Elena Höge wants to see more video game companies invest in “educating young talent”

“As it stands, job openings in the games industry largely consist of mid to upper-level positions, looking for experts with multiple games delivered in their portfolio,” explains- she.

“The gaming industry complains of fierce competition for talent and a lack of developers, with some job vacancies left vacant for long periods of time.

“But at the same time, they’re not investing in nurturing young talent who could grow to fit in these shoes with a little time and education.”

Healthy video game in development

Yaldi develops games that “inspire real-life activities”

Elena argues that financial incentives from the state could be a way to encourage companies to hire young people.

She says her business has benefited from the UK government’s Kickstart scheme, which was designed to help young people facing long-term unemployment find jobs.

“I used the program three times and kept all the juniors even after the program ended,” she says.

“So for me, it was a huge success, and I know many other game studios, and especially game start-ups, who have benefited from this program.”

‘Fix item’

Games Jobs Live director Colin Macdonald said the drop in open jobs should be seen in the context of the healthy state of the games industry during the pandemic.

He explains: “This year, there is an element of correction with less investment and fewer acquisitions, which affects fewer jobs.

“Concerns about the economy are driving cutbacks, both in terms of layoffs and reduced vacancies, at big tech companies like Microsoft, Sony, Meta and Amazon, all of which have gaming divisions.

“This, in turn, creates jitters about job security, which, combined with rising mortgage rates, results in fewer people moving.

colin macdonald

Colin Macdonald says worries about the economy are driving industry cuts

Colin, who is a former games editor for Channel 4, also believes Brexit continues to impact the industry.

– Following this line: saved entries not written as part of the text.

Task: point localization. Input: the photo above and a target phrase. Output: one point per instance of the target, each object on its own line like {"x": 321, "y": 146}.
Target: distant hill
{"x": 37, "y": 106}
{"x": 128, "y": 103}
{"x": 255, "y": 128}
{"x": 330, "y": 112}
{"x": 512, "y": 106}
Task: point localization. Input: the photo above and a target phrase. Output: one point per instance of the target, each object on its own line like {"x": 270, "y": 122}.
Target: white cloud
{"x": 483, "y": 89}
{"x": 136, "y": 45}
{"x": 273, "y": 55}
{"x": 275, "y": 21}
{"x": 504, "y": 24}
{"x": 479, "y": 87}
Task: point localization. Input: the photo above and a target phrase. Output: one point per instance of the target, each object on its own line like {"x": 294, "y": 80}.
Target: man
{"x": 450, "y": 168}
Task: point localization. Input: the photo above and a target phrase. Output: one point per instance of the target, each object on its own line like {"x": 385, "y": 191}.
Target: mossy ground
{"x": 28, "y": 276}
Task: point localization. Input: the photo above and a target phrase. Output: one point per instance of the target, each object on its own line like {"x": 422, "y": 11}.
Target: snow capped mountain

“While Brexit had a limited impact on distribution, it had a big impact on recruitment, with companies struggling to find enough talent in the UK,” he said.

“As an industry, we should be doing more to develop staff internally, through training and ensuring wages remain competitive, so we don’t have to find so many seniors from outside.

“And while the gender imbalance in the industry is slightly better than it was, we’re still not doing enough to encourage more women to participate in games or to make the industry more accessible to those who cannot afford expensive college degrees.”

“Difficult economic conditions”

Dr Jo Twist, chief executive of games industry body UKIE, said that while the consumer games market has continued to grow year on year, “everyone will be affected by the conditions difficult economy”.

She adds, “The industry has thousands of high-value jobs available across the country and we will continue to need highly skilled and diverse talent to continue to successfully drive our sector forward.

The research indicated that the future still looks bright for game companies.

Last month, market data specialist Newzoo predicted a 4.3% decline in global gaming market revenue for 2022, while adding that the long-term outlook remains positive.